What you’re after is the juices in the seeds. The first step is to cut it up (usually with an axe, which again tells you how strong it is), add a little water and boil it. After boiling it for a while you take a bamboo segment and use that as a mortar to crush and bash until you’ve got all the goodness out. Oil flows out and turns the water dark red.
Lots of stirring and crushing later, you’ve got a red liquid ready to be strained.

Crushing up the seeds to get the oil

Our guys grab a “tagul” leaf (and saying that I struggle to remember what’s English, what’s Kovol and what’s Tok Pisin) which is a strong leaf about a meter long and half a meter wide. This leaf is actually the quintessential packing/liquid-carrying leaf for the Kovol people. They put some ferns at one end of the leaf and pour the liquid in; the “tagul” leaf is curled up a bit so that it all sits in there. Then they take a rope and roll it up and tie it into a tube. The whole thing is then lifted up and tied to the rafters with a pot underneath it. The fern leaves filter out all the solids and the liquids fall down.

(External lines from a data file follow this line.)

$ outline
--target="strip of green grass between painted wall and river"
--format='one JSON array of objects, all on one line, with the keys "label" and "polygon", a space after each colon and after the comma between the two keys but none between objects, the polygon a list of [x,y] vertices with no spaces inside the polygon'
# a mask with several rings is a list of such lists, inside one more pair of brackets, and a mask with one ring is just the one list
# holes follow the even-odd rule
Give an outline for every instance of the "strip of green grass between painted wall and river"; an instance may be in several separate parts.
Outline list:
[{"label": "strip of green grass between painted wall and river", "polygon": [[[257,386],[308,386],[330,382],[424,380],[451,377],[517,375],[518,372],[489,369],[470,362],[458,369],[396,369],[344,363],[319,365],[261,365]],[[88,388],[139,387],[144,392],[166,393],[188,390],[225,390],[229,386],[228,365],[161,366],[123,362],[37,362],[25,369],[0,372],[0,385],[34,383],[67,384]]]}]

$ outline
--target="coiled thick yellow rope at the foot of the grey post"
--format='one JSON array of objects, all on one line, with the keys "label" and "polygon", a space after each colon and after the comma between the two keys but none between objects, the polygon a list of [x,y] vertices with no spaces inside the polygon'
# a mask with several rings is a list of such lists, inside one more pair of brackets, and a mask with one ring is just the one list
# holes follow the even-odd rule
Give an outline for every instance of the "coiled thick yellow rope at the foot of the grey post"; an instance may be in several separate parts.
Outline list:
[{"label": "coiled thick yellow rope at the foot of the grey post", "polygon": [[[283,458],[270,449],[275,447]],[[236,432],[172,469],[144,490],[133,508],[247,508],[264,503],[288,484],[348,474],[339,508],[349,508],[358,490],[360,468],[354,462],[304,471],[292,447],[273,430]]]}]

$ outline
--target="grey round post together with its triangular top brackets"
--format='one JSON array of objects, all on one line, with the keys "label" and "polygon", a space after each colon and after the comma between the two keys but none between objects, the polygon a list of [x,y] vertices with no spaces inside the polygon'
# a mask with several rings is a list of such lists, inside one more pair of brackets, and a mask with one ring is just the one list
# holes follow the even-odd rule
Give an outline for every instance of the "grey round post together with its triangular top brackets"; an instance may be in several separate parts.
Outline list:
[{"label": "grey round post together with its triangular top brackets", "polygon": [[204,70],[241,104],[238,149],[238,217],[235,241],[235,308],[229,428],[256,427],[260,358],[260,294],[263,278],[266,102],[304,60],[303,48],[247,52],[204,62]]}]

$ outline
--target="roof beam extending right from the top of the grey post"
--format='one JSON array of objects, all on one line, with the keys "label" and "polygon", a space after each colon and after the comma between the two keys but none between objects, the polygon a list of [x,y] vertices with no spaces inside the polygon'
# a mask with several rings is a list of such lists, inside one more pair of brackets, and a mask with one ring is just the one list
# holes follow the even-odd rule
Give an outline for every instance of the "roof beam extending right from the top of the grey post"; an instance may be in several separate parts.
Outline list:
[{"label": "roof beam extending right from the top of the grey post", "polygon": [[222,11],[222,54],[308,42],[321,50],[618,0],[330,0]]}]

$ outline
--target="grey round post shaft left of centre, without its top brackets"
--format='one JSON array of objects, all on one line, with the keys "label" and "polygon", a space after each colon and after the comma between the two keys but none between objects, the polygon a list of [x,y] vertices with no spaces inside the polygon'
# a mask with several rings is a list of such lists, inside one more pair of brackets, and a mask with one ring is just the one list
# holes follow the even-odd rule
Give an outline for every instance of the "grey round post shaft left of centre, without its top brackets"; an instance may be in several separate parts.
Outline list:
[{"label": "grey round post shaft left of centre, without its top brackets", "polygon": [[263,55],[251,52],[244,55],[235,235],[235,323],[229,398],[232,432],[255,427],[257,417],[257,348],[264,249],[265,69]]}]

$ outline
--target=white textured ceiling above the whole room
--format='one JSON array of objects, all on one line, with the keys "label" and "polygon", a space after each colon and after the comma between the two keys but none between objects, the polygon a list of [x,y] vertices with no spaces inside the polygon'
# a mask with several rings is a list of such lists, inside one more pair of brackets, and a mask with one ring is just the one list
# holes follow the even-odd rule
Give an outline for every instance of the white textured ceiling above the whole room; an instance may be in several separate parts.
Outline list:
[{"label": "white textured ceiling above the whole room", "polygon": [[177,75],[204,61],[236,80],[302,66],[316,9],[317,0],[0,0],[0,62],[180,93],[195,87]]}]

This red liquid is oily, fatty and (the Kovol people think) tastes good. I don’t like it myself, because the oil sticks to my throat and is all scratchy, but people here love it. This is kept and used to flavour some of the staple foods and give it a little “gris” (that one is Tok Pisin :))

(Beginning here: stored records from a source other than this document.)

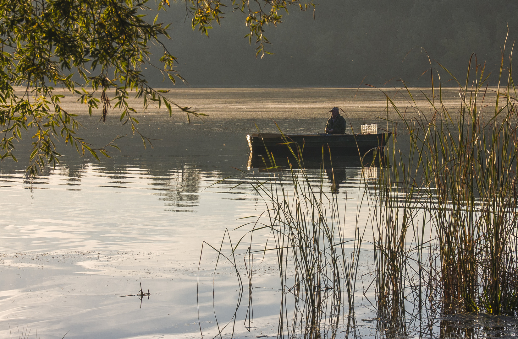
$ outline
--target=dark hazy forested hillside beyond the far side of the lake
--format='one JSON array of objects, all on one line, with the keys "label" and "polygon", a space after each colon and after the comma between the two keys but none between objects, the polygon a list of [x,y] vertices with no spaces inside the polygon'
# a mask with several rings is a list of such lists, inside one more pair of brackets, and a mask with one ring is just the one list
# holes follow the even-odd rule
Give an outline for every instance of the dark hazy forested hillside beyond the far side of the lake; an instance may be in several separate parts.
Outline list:
[{"label": "dark hazy forested hillside beyond the far side of the lake", "polygon": [[[263,59],[255,58],[253,41],[243,39],[246,16],[231,7],[209,38],[192,31],[182,2],[171,2],[159,21],[172,22],[167,46],[196,87],[357,86],[390,79],[429,85],[429,73],[421,76],[430,67],[424,51],[459,79],[475,52],[495,80],[507,25],[506,51],[518,37],[518,4],[509,0],[320,0],[315,20],[312,11],[289,10],[282,24],[266,31],[275,54]],[[440,73],[442,81],[451,79]],[[148,77],[155,86],[170,86],[155,73]]]}]

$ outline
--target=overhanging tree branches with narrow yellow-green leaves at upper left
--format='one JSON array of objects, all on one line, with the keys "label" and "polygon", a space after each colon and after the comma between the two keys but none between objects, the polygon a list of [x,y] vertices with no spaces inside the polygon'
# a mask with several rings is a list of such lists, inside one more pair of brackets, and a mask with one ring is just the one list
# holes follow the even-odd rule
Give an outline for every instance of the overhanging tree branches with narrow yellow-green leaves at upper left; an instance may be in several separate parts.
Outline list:
[{"label": "overhanging tree branches with narrow yellow-green leaves at upper left", "polygon": [[[142,75],[142,68],[150,66],[175,83],[184,79],[176,70],[176,57],[161,39],[169,39],[169,25],[157,23],[159,11],[168,8],[169,1],[156,2],[148,7],[148,0],[38,0],[32,2],[0,0],[0,124],[2,140],[0,158],[17,160],[15,142],[22,130],[33,135],[33,150],[27,171],[35,175],[46,164],[59,162],[55,141],[63,140],[84,155],[98,153],[105,156],[108,145],[94,148],[77,135],[76,114],[61,105],[60,92],[55,86],[79,95],[89,112],[102,109],[106,120],[108,109],[118,109],[120,120],[129,123],[133,133],[139,134],[144,146],[151,140],[138,132],[137,110],[130,104],[133,94],[148,105],[165,106],[169,114],[177,108],[190,115],[200,116],[191,107],[182,107],[164,96],[168,91],[155,90]],[[184,0],[185,10],[192,18],[193,29],[208,35],[215,22],[224,18],[222,9],[246,14],[250,33],[246,36],[257,45],[256,55],[268,53],[264,26],[281,22],[281,10],[298,5],[301,10],[313,8],[311,0]],[[166,7],[167,6],[167,7]],[[230,9],[230,8],[228,8]],[[146,12],[156,12],[152,22]],[[150,45],[163,48],[160,67],[151,60]],[[19,91],[17,86],[25,90]],[[15,91],[15,89],[17,89]]]}]

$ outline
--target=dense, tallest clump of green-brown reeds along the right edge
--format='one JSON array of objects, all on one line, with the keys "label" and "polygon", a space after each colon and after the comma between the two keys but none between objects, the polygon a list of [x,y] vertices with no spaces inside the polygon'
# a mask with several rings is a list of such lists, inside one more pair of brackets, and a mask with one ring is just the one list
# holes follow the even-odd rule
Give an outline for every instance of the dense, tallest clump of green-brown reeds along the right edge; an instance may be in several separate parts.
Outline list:
[{"label": "dense, tallest clump of green-brown reeds along the right edge", "polygon": [[[419,286],[428,301],[440,295],[443,313],[518,311],[518,284],[511,278],[518,272],[518,114],[511,57],[504,87],[500,86],[503,64],[502,52],[495,90],[487,86],[488,76],[476,56],[470,58],[464,84],[450,74],[459,85],[455,113],[443,102],[440,81],[438,86],[432,82],[431,95],[421,91],[429,113],[416,105],[405,87],[409,108],[417,113],[410,119],[408,108],[401,111],[385,93],[387,112],[394,110],[400,122],[391,164],[381,170],[376,194],[371,196],[379,307],[395,307],[398,301],[402,307],[402,289]],[[490,94],[494,101],[488,103]],[[492,112],[484,112],[492,105]],[[405,136],[406,140],[397,140]],[[398,142],[406,143],[410,151],[402,152]],[[430,226],[427,244],[424,225]],[[428,254],[423,256],[425,245]],[[419,273],[407,274],[405,281],[404,272],[409,271]],[[423,284],[434,279],[435,286]]]}]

While I’m sitting learning about esee Carol is doing our laundry for us!

So it’s the time of year when we see kids running around with red fingers and red mouths as it’s “esee” time. There’s a little longer for this before, in around April, it will be time to start harvesting the yams and feasting on all-you-can-eat yams. I think that’s the highlight of the agricultural calendar and it’s nice we’re starting to catch on to all this and get an idea of what people are up to as we’re day in day out transcribing Kovol text and doing our best to learn it.

There’s lots of sickness going around too — this little one qualified for some antibiotics

It feels as if being able to teach is still light years away and some days we wonder if we’ll ever get there. I did have an encouraging little time with one of the guys though. He came to me complaining of pain when he urinated and the symptoms lined up with an STD. He let me know that he had in fact been sleeping around and that confirmed it for me.
Our medical policy is to not provide medicine for these sicknesses unless they become life-threatening so I was directing him to go to town and get treated for it.
As we talked through the implications of the sickness — what might happen if he doesn’t get it treated (As best I know from the articles I can read. I’m not a doctor!), the fact that it is highly transmissible and so he could give it to others, that it would be best to tell his wife (I wouldn’t unless she came and we diagnosed the same thing), and lots of things like that.

Carol and Graham get to work on finishing off Oscar’s upstairs room for us

I was able to tell him “you’ve done a bad thing. You sinned and there are going to be consequences for your health and your family. You made a big mess, but I don’t think less of you for it. I’m not ashamed to be your friend and I’m not mad with you, even though I won’t be giving medicine for this. There are consequences for your actions, but I still see you the same. Do you know why? Because I’ve sinned and made a mess too, in other ways but it’s still true and God didn’t cut me off and judge me. He made a road for me to be right with him again, and he’s made a road for you too so that we can be saved from the mess we’ve made. We came to tell you about this road and we’re really looking forward to teaching you about it as soon as we’ve mastered this language”.
He was excited to hear this and it’s an encouragement to me to keep my focus and keep going — one interview at a time, one day at a time. Little by little this language is making more sense and I’m looking forward to being able to use it to put God’s grace forwards for everyone to understand clearly.

Alice and Mille enjoying having their hair done

1 Comment

Lois S. · 14/02/2023 at 12:05 am

Thank you for offering grace to the man with the STD, even though you could not explain it all clearly yet. I hope he will choose to be treated.